En el nivel individual, cada persona se encuentra cara a
cara con Dios, sin obstáculos ni pretextos. Su alma se dispone a lo que Dios
desea para él. Enseña san Juan Damasceno:
“La oración es la elevación del alma a Dios o la petición a
Dios de bienes convenientes” (CEC
2559).
Por eso, debemos orar con todo nuestro ser, para que la
oración dé fruto y el alma se perfeccione:
"Es el corazón el que ora. Si este
está alejado de Dios, la expresión de la oración es vana" (CEC
2562).
2. La oración en familia
Sea en la familia de origen o en la que se construye dentro
del matrimonio, la oración debe ocupar una parte importante en el día. Dios
debe ser el centro de la Iglesia doméstica. Dice el Catecismo de la Iglesia
católica:
"La familia cristiana es el primer
lugar de la educación en la oración. Fundada en el sacramento del Matrimonio,
es la 'iglesia doméstica' donde los hijos de Dios aprenden a orar 'como
Iglesia' y a perseverar en la oración" (CEC 2685).

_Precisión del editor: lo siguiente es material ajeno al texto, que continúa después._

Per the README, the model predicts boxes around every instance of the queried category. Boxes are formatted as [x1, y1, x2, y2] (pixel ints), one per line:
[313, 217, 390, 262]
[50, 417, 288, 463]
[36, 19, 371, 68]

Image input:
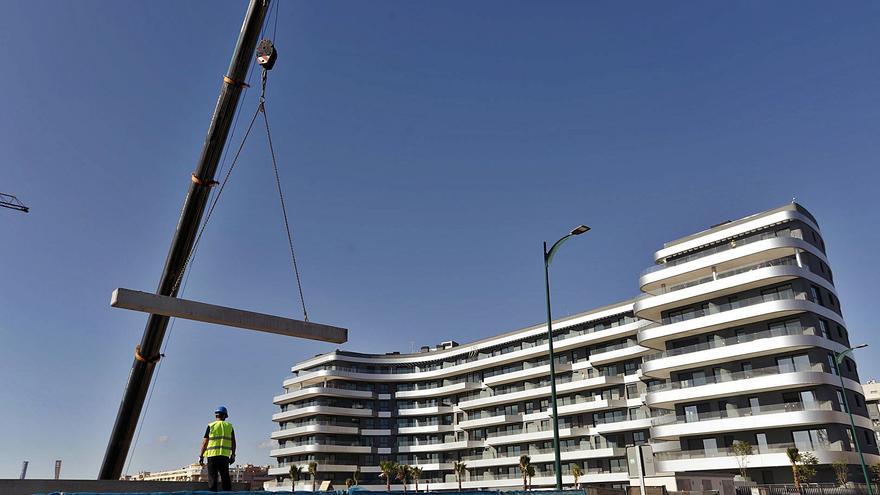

La confianza dentro de la familia debe fomentarse a diario,
comenzando con la oración al despertar, al tomar los alimentos, al salir a las
actividades diarias y al retirarse a descansar.
Y qué bueno sería que se acostumbrara a rezar el santo
Rosario. Muchos grandes santos se formaron cobijados por María Santísima,
mientras su madres o abuelas repasaban las cuentas y recitaban el Ave María.
3. La oración en pareja
Si el matrimonio es la vocación que Dios regala, es
fundamental que ambos sean cristianos católicos. Si no se está de acuerdo en la
fe, lo demás será sumamente difícil sobrellevarlo. Y la razón está en que no
hay nada más importante que Dios. Por eso, desde el inicio de la relación,
deben ponerse de acuerdo para aprender a orar juntos.
El libro de Tobías tiene un hermoso ejemplo:
"Tobías se levantó de la cama y dijo a Sara:
'Levántate, hermana, y oremos para pedir al Señor que nos manifieste su
misericordia y su salvación'. Ella se levantó, y los dos se pusieron a orar
para alcanzar la salvación" (8, 4-5).
Todo lo que se ofrece a Dios florece bellamente. Si ambos
piden por su relación, y después por su matrimonio y familia, todos los
problemas encontrarán pronta solución. Dios no defrauda nunca.
Que la oración en estos tres niveles sea convierta en el eje
principal de nuestra vida para que nunca perdamos de vista nuestra meta eterna.